Anthony Huckstep rises above Embla for the delights of its more sophisticated sibling, Lesa. Now, if only Lesa would learn to share.
Is Lesa the place to gather?
I RECENTLY DISCOVERED
something about a friend that made me wonder how we ever became friends in the first place. Turns out she hates sharing food. She prefers her own pile on a plate because, otherwise, she never gets her share. Now, I could suggest she gets new friends, but that may jeopardise our friendship.
To break bread together is at the core
of many cultures. It’s why I’m surprised that at new venture Lesa, the team behind The Town Mouse (RIP) and Embla, restaurants all about shared plates, are offering an à la
carte menu where guests get their own dish. Not that there’s anything wrong with that. The only problem, though, is that chef and co-owner Dave Verheul’s dishes demand to be shared – which is what we ended up doing with each course. A little rebellious, I know, but the staff obliged. You see, Lesa (‘to gather’ in Old Norse) is the grown-up sibling of wine-slinging saloon Embla – where you can get a good feed, but the wine is really the skew.
While downstairs Embla bursts with youthful energy, one storey up, Lesa is calm and worldly – though it’s still just as easygoing. Amid exposed brick walls, vintage furniture and a small open kitchen, co-owner Christian McCabe leads a team delivering solid, affable service. His wine list pushes the new frontier of wine without forgetting the Old World.
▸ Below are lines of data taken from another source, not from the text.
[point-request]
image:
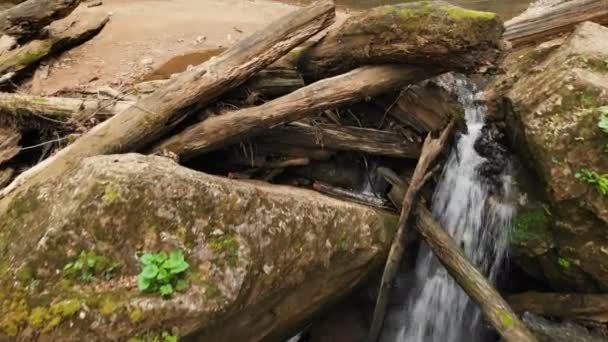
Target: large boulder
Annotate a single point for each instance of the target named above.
(557, 91)
(262, 259)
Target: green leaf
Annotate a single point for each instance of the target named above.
(181, 285)
(166, 290)
(150, 271)
(143, 283)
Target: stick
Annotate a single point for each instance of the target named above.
(493, 306)
(152, 116)
(430, 150)
(356, 85)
Verheul’s food relies on best-in-class produce cooked over fire, fermented, aged, or simply left to tell its own tale – and it yearns to be shared. But diners can select two or four courses, with up to three dishes in each course to choose from.
Before you start, order the doughy delight of house-baked fermented potato flatbread served with macadamia cream and shiitake oil. It’s that good. Then comes purple and thinly sliced Chioggia beetroot, layered to create a terrine with olive and salted elderberry. It’s visually exquisite, and lovely to eat. And while hazelnut and green almond are a bit dull with diced raw flounder, the natural sweetness of grilled leeks shines with horseradish and the acidic panache of goat’s milk.
Of course, the penny dropped once I placed a slice of pork loin in my pie hole. Cooked slowly above charcoal, the pink flesh is delightfully delicate, the glassy crackling terribly addictive. It’s served so simply next to a fried kale leaf hiding sautéed kale, pickled walnut and buckwheat miso. Too rich to not share, but too good to miss out on. Suddenly everything about Lesa made sense, or at least within this one dish; everything Verheul is trying to achieve on the plate was manifested in a few mouthfuls. Lesa has all the hallmarks of great sharing feasts, and I wonder how long before they give in and just let people graze – because they’re sure to gather for it.
FROM LEFT: take flight to Lesa; the decor is warm and inviting; salted bergamot meringue, koji, walnut and quince.